22 October 2015, The Tablet

Orthodox leaders clash over ‘holy war’


The leader of Lebanon’s Greek Orthodox Church has condemned the Russian Orthodox Church for describing Moscow’s involvement in Syria as a “holy war”, write Joseph Ataman  and Jonathan Luxmoore.

Speaking during a service in St George’s Cathedral in the Lebanese capital, Mgr Elias Audi, the metropolitan of Beirut, said: “Our Church does not bless those who kill, because he who kills another, it is as if he wanted to kill God.” He went on: “the Church does not bless wars and does not consecrate them. [It] refuses to countenance the concept of ‘holy war’.”

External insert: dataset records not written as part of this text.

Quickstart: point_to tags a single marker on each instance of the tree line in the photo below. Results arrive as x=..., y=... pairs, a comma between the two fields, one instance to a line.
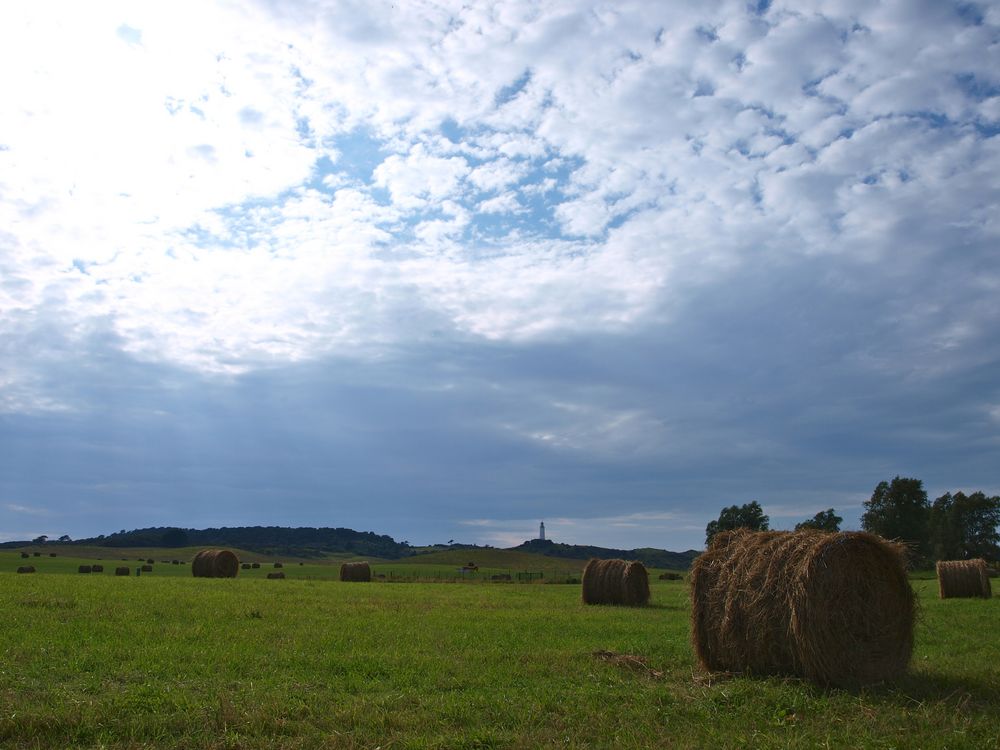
x=955, y=526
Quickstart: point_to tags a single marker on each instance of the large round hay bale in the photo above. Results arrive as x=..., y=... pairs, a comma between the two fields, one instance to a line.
x=963, y=578
x=833, y=608
x=215, y=563
x=615, y=582
x=360, y=571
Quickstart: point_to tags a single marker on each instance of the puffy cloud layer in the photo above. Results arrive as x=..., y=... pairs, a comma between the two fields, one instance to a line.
x=233, y=188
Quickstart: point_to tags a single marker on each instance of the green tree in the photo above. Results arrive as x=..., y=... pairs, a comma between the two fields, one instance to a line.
x=750, y=516
x=825, y=520
x=899, y=510
x=962, y=527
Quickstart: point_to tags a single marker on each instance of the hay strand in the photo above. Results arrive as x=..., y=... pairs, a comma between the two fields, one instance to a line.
x=963, y=579
x=836, y=609
x=215, y=563
x=615, y=582
x=360, y=571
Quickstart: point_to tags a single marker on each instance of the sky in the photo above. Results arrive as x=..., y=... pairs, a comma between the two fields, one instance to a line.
x=444, y=270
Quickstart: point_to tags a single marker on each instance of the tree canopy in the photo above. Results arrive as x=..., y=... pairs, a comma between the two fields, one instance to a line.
x=899, y=510
x=749, y=516
x=962, y=527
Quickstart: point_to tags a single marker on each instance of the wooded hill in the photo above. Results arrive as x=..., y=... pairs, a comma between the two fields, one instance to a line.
x=318, y=542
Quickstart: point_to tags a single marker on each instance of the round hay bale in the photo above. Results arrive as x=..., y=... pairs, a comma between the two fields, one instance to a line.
x=359, y=571
x=963, y=579
x=615, y=582
x=215, y=563
x=835, y=608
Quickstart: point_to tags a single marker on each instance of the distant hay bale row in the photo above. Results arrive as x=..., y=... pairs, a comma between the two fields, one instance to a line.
x=215, y=563
x=833, y=608
x=355, y=572
x=615, y=582
x=963, y=579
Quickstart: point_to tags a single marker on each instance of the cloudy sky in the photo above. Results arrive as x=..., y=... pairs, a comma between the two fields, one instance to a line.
x=443, y=270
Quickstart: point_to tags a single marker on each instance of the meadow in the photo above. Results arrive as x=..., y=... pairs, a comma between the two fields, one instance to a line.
x=170, y=661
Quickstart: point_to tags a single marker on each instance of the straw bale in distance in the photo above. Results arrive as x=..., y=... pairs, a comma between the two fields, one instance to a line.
x=836, y=609
x=963, y=579
x=359, y=571
x=215, y=563
x=615, y=582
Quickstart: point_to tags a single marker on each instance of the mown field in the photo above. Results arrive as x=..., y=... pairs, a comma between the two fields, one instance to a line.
x=176, y=662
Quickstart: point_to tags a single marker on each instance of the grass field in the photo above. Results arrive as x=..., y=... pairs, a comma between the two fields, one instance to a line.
x=177, y=662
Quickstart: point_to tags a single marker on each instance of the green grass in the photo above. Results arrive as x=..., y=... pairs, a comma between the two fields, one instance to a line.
x=171, y=661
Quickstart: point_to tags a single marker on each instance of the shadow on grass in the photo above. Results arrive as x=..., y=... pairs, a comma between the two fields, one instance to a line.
x=932, y=687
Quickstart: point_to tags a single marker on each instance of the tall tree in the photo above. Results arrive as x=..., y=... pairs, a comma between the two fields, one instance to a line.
x=750, y=516
x=825, y=520
x=962, y=527
x=899, y=510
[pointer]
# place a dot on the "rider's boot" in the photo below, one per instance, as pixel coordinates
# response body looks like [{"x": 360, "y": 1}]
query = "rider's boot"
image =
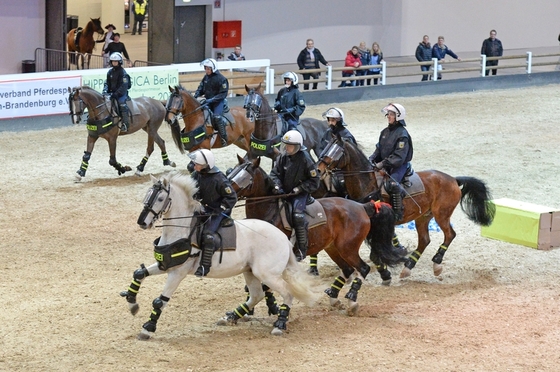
[
  {"x": 301, "y": 235},
  {"x": 221, "y": 127},
  {"x": 124, "y": 117},
  {"x": 208, "y": 245}
]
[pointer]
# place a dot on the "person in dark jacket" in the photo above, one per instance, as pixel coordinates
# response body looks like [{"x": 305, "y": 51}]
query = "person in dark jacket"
[
  {"x": 295, "y": 172},
  {"x": 309, "y": 58},
  {"x": 214, "y": 87},
  {"x": 393, "y": 154},
  {"x": 117, "y": 85},
  {"x": 492, "y": 47},
  {"x": 423, "y": 54},
  {"x": 439, "y": 51},
  {"x": 289, "y": 101},
  {"x": 217, "y": 198}
]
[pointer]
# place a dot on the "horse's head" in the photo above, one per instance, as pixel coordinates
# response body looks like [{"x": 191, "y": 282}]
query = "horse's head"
[{"x": 176, "y": 186}]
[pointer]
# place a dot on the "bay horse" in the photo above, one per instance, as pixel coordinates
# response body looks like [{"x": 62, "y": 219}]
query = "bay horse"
[
  {"x": 265, "y": 139},
  {"x": 86, "y": 42},
  {"x": 198, "y": 131},
  {"x": 262, "y": 254},
  {"x": 348, "y": 224},
  {"x": 441, "y": 195},
  {"x": 103, "y": 121}
]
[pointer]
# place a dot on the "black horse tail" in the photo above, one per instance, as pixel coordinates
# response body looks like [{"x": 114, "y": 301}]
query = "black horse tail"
[
  {"x": 476, "y": 200},
  {"x": 176, "y": 133},
  {"x": 380, "y": 236}
]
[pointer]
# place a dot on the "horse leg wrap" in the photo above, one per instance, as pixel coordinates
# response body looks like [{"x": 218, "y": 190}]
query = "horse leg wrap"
[
  {"x": 335, "y": 288},
  {"x": 283, "y": 316},
  {"x": 85, "y": 163},
  {"x": 412, "y": 259},
  {"x": 313, "y": 265},
  {"x": 352, "y": 294},
  {"x": 158, "y": 305},
  {"x": 140, "y": 167},
  {"x": 438, "y": 258}
]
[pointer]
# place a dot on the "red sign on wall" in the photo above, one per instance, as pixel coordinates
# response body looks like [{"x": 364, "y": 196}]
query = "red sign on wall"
[{"x": 227, "y": 34}]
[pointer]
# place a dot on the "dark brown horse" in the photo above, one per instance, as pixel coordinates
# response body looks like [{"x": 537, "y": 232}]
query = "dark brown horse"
[
  {"x": 265, "y": 140},
  {"x": 103, "y": 121},
  {"x": 442, "y": 193},
  {"x": 347, "y": 225},
  {"x": 198, "y": 131},
  {"x": 86, "y": 42}
]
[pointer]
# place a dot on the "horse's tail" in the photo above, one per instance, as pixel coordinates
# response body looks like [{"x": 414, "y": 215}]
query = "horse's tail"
[
  {"x": 176, "y": 134},
  {"x": 380, "y": 236},
  {"x": 476, "y": 200},
  {"x": 300, "y": 283}
]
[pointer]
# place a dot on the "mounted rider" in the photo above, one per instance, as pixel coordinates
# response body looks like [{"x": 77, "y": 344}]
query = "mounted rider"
[
  {"x": 393, "y": 154},
  {"x": 289, "y": 101},
  {"x": 217, "y": 198},
  {"x": 295, "y": 171},
  {"x": 214, "y": 87},
  {"x": 116, "y": 86}
]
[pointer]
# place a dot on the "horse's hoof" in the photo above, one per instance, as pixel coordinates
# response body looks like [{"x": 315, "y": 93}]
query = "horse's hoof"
[
  {"x": 405, "y": 273},
  {"x": 438, "y": 269},
  {"x": 352, "y": 308},
  {"x": 144, "y": 335},
  {"x": 277, "y": 332}
]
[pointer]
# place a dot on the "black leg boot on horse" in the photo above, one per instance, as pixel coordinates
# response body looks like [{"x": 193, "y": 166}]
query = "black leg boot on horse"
[
  {"x": 300, "y": 227},
  {"x": 125, "y": 115},
  {"x": 208, "y": 246},
  {"x": 220, "y": 125}
]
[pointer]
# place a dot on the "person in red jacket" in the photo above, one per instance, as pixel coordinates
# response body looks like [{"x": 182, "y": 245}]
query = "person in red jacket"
[{"x": 352, "y": 60}]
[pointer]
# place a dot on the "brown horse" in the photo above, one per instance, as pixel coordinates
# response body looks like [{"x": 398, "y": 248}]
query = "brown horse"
[
  {"x": 198, "y": 131},
  {"x": 347, "y": 225},
  {"x": 86, "y": 43},
  {"x": 442, "y": 193},
  {"x": 103, "y": 121},
  {"x": 265, "y": 140}
]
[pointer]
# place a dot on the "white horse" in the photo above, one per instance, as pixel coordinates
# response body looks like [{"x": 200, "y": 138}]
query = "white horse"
[{"x": 263, "y": 254}]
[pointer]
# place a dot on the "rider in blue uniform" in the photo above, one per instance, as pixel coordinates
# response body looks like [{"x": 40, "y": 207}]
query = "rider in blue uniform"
[
  {"x": 393, "y": 154},
  {"x": 117, "y": 85},
  {"x": 214, "y": 87}
]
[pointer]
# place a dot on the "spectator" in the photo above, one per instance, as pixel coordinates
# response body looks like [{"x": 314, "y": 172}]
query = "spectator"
[
  {"x": 492, "y": 47},
  {"x": 439, "y": 51},
  {"x": 376, "y": 58},
  {"x": 365, "y": 56},
  {"x": 423, "y": 54},
  {"x": 140, "y": 8},
  {"x": 236, "y": 55},
  {"x": 352, "y": 60},
  {"x": 309, "y": 58},
  {"x": 117, "y": 47}
]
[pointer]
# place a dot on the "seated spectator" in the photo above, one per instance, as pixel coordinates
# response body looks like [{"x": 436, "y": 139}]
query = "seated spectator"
[
  {"x": 439, "y": 51},
  {"x": 352, "y": 60},
  {"x": 365, "y": 56}
]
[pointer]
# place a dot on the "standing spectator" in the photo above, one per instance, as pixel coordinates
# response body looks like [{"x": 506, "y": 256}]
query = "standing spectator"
[
  {"x": 236, "y": 55},
  {"x": 117, "y": 46},
  {"x": 309, "y": 58},
  {"x": 365, "y": 56},
  {"x": 376, "y": 58},
  {"x": 140, "y": 9},
  {"x": 439, "y": 51},
  {"x": 492, "y": 47},
  {"x": 423, "y": 54},
  {"x": 352, "y": 60}
]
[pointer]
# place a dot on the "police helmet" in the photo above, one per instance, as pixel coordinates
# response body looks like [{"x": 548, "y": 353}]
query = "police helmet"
[
  {"x": 210, "y": 62},
  {"x": 116, "y": 57},
  {"x": 290, "y": 75},
  {"x": 336, "y": 113},
  {"x": 397, "y": 108},
  {"x": 203, "y": 157}
]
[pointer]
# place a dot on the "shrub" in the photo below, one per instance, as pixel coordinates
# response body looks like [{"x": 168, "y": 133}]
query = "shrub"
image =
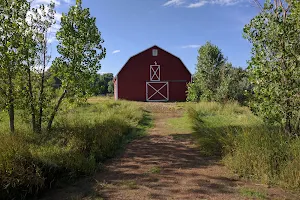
[
  {"x": 80, "y": 139},
  {"x": 249, "y": 148},
  {"x": 19, "y": 174}
]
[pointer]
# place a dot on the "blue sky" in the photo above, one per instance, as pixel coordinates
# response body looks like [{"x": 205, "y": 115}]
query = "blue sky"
[{"x": 178, "y": 26}]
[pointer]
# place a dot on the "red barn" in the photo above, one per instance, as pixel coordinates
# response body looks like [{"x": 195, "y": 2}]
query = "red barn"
[{"x": 152, "y": 75}]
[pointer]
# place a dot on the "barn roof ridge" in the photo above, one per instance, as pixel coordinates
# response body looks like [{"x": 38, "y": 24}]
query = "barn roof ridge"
[{"x": 151, "y": 48}]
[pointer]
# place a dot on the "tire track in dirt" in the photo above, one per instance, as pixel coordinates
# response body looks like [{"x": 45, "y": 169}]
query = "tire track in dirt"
[{"x": 160, "y": 166}]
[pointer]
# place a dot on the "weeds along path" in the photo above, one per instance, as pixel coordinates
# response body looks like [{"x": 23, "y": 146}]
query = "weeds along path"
[{"x": 164, "y": 165}]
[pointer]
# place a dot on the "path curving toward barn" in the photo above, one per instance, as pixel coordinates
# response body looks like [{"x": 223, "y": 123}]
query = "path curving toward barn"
[{"x": 163, "y": 165}]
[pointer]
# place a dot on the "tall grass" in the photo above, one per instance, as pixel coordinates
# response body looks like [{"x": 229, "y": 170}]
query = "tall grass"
[
  {"x": 81, "y": 139},
  {"x": 249, "y": 147}
]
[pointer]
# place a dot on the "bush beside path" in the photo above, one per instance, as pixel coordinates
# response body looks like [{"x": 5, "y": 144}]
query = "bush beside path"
[{"x": 166, "y": 164}]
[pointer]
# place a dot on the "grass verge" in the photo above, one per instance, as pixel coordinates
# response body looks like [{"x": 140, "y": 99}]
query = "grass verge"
[
  {"x": 248, "y": 147},
  {"x": 81, "y": 140}
]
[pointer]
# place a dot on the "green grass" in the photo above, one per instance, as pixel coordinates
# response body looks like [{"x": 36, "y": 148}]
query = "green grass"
[
  {"x": 253, "y": 194},
  {"x": 81, "y": 139},
  {"x": 247, "y": 146}
]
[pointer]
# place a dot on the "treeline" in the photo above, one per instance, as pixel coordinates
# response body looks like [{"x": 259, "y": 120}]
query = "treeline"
[
  {"x": 216, "y": 79},
  {"x": 270, "y": 85},
  {"x": 265, "y": 148},
  {"x": 26, "y": 83}
]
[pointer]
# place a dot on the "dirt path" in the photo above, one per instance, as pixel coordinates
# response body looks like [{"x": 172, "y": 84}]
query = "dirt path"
[{"x": 165, "y": 165}]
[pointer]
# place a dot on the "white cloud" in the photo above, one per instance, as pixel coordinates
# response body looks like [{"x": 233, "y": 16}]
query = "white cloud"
[
  {"x": 174, "y": 2},
  {"x": 36, "y": 3},
  {"x": 116, "y": 51},
  {"x": 200, "y": 3},
  {"x": 197, "y": 4},
  {"x": 191, "y": 46},
  {"x": 216, "y": 2}
]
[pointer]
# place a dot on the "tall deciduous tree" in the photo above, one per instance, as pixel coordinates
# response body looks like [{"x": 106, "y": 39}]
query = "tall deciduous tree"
[
  {"x": 80, "y": 48},
  {"x": 40, "y": 20},
  {"x": 275, "y": 64},
  {"x": 13, "y": 35},
  {"x": 207, "y": 76}
]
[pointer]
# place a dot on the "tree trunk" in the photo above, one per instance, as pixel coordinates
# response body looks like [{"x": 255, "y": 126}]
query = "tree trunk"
[
  {"x": 33, "y": 122},
  {"x": 41, "y": 98},
  {"x": 11, "y": 109},
  {"x": 55, "y": 110}
]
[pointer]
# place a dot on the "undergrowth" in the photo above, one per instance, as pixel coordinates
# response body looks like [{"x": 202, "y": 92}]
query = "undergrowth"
[
  {"x": 79, "y": 142},
  {"x": 248, "y": 147}
]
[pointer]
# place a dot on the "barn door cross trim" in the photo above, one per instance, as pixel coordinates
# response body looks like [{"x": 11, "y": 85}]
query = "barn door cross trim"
[
  {"x": 155, "y": 72},
  {"x": 158, "y": 91}
]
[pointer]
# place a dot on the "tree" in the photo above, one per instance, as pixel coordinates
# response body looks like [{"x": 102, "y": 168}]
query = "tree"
[
  {"x": 80, "y": 48},
  {"x": 275, "y": 64},
  {"x": 101, "y": 83},
  {"x": 13, "y": 36},
  {"x": 40, "y": 20},
  {"x": 110, "y": 87},
  {"x": 207, "y": 76}
]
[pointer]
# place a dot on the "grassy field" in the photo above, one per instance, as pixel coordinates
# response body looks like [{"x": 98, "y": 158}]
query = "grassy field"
[
  {"x": 82, "y": 138},
  {"x": 248, "y": 147}
]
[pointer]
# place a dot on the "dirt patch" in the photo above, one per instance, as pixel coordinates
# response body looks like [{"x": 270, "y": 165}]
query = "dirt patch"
[{"x": 165, "y": 166}]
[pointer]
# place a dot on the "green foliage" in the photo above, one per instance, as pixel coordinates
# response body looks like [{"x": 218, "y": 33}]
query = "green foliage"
[
  {"x": 250, "y": 148},
  {"x": 81, "y": 139},
  {"x": 13, "y": 42},
  {"x": 215, "y": 125},
  {"x": 19, "y": 174},
  {"x": 215, "y": 79},
  {"x": 80, "y": 48},
  {"x": 103, "y": 84},
  {"x": 275, "y": 65}
]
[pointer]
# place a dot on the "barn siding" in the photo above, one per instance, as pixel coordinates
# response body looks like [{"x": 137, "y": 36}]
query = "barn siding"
[{"x": 131, "y": 80}]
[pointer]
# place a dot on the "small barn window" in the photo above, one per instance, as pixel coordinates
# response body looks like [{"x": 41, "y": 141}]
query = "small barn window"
[{"x": 154, "y": 52}]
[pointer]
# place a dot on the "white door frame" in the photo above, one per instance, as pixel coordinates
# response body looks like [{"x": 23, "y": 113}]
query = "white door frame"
[
  {"x": 155, "y": 74},
  {"x": 157, "y": 91}
]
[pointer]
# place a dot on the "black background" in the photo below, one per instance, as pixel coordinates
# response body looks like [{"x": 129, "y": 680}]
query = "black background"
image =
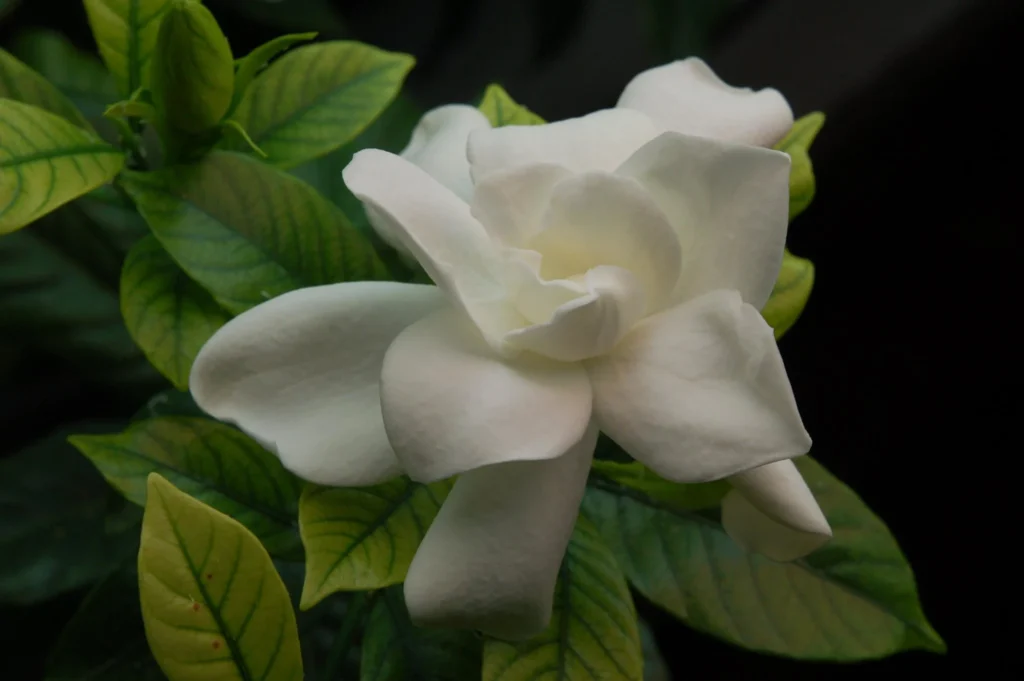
[{"x": 905, "y": 360}]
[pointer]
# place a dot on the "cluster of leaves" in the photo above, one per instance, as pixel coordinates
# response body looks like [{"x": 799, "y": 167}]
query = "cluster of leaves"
[{"x": 211, "y": 185}]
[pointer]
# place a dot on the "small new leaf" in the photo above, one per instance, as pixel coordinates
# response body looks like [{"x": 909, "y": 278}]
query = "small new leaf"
[{"x": 211, "y": 597}]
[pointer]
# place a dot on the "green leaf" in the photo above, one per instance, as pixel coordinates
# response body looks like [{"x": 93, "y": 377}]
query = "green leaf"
[
  {"x": 126, "y": 33},
  {"x": 393, "y": 649},
  {"x": 797, "y": 143},
  {"x": 104, "y": 639},
  {"x": 853, "y": 599},
  {"x": 214, "y": 463},
  {"x": 45, "y": 162},
  {"x": 501, "y": 110},
  {"x": 593, "y": 632},
  {"x": 60, "y": 524},
  {"x": 255, "y": 60},
  {"x": 212, "y": 601},
  {"x": 169, "y": 315},
  {"x": 364, "y": 538},
  {"x": 20, "y": 83},
  {"x": 317, "y": 97},
  {"x": 788, "y": 298},
  {"x": 58, "y": 294},
  {"x": 247, "y": 231},
  {"x": 81, "y": 77}
]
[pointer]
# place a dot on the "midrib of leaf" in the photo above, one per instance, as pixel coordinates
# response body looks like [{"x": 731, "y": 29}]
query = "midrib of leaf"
[
  {"x": 232, "y": 645},
  {"x": 603, "y": 483}
]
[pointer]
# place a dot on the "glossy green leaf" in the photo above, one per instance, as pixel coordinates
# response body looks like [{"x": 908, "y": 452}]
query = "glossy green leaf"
[
  {"x": 126, "y": 33},
  {"x": 61, "y": 526},
  {"x": 364, "y": 538},
  {"x": 19, "y": 82},
  {"x": 169, "y": 315},
  {"x": 797, "y": 143},
  {"x": 593, "y": 632},
  {"x": 104, "y": 639},
  {"x": 317, "y": 97},
  {"x": 502, "y": 110},
  {"x": 853, "y": 599},
  {"x": 247, "y": 231},
  {"x": 213, "y": 604},
  {"x": 393, "y": 649},
  {"x": 793, "y": 288},
  {"x": 214, "y": 463},
  {"x": 58, "y": 294},
  {"x": 250, "y": 65},
  {"x": 80, "y": 76},
  {"x": 45, "y": 162}
]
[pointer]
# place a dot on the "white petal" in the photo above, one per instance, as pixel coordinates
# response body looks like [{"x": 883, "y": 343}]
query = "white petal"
[
  {"x": 771, "y": 511},
  {"x": 597, "y": 141},
  {"x": 300, "y": 374},
  {"x": 438, "y": 145},
  {"x": 699, "y": 392},
  {"x": 436, "y": 227},
  {"x": 598, "y": 218},
  {"x": 491, "y": 559},
  {"x": 452, "y": 406},
  {"x": 510, "y": 204},
  {"x": 590, "y": 325},
  {"x": 730, "y": 205},
  {"x": 686, "y": 96}
]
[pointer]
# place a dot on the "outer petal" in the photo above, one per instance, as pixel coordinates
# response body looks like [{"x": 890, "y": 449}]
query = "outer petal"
[
  {"x": 300, "y": 374},
  {"x": 730, "y": 205},
  {"x": 699, "y": 392},
  {"x": 436, "y": 227},
  {"x": 452, "y": 406},
  {"x": 688, "y": 97},
  {"x": 491, "y": 559},
  {"x": 772, "y": 511},
  {"x": 438, "y": 145},
  {"x": 597, "y": 141}
]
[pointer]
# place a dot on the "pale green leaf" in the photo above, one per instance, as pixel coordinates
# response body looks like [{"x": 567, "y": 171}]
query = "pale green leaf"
[
  {"x": 215, "y": 463},
  {"x": 213, "y": 604},
  {"x": 126, "y": 33},
  {"x": 169, "y": 315},
  {"x": 317, "y": 97},
  {"x": 797, "y": 143},
  {"x": 247, "y": 231},
  {"x": 364, "y": 538},
  {"x": 593, "y": 632},
  {"x": 502, "y": 110},
  {"x": 20, "y": 83},
  {"x": 393, "y": 649},
  {"x": 853, "y": 599},
  {"x": 793, "y": 288},
  {"x": 45, "y": 162}
]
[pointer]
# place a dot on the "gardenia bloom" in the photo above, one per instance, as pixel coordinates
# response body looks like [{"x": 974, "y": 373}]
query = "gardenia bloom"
[{"x": 603, "y": 274}]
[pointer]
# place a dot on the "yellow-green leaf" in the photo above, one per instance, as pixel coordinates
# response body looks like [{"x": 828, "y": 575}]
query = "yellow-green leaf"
[
  {"x": 317, "y": 97},
  {"x": 20, "y": 83},
  {"x": 213, "y": 604},
  {"x": 126, "y": 33},
  {"x": 364, "y": 538},
  {"x": 593, "y": 632},
  {"x": 45, "y": 162},
  {"x": 210, "y": 461},
  {"x": 393, "y": 649},
  {"x": 852, "y": 599},
  {"x": 247, "y": 231},
  {"x": 793, "y": 288},
  {"x": 797, "y": 143},
  {"x": 169, "y": 315},
  {"x": 502, "y": 110}
]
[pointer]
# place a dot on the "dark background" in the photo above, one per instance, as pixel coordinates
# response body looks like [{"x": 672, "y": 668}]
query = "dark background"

As Russia began airstrikes in Syria last month, the Russian patriarchate described their mission as a “holy battle”. In a statement, Patriarch Kirill said: “Russia took a responsible decision to use military forces to protect the Syrian people ... The political process has not led to any noticeable improvement in the lives of innocent people, and they need military protection.”

Archpriest Vsevolod Chaplin, director of the Moscow ­patriarchate’s church-society commission, scorned opponents of his country’s bombing campaign. “We have to protect the oppressed and exiled, brothers and sisters subjected to genocide – our motivation is far stronger than the Western struggle for democracy and the market or the pseudo-religious claims of the extremists,” he said. “The defeatists and pacifists who stand against this anti-terrorist struggle [are] not thinking about truth, only about preserving their everyday comforts and miserable lives with rose-tinted spectacles.”

Speaking to The Tablet, Mgr Paul Sayah, Maronite vicar ­general in Beirut, said foreign countries should help stop the war. “It’s not the Christians who asked for protection,” he said.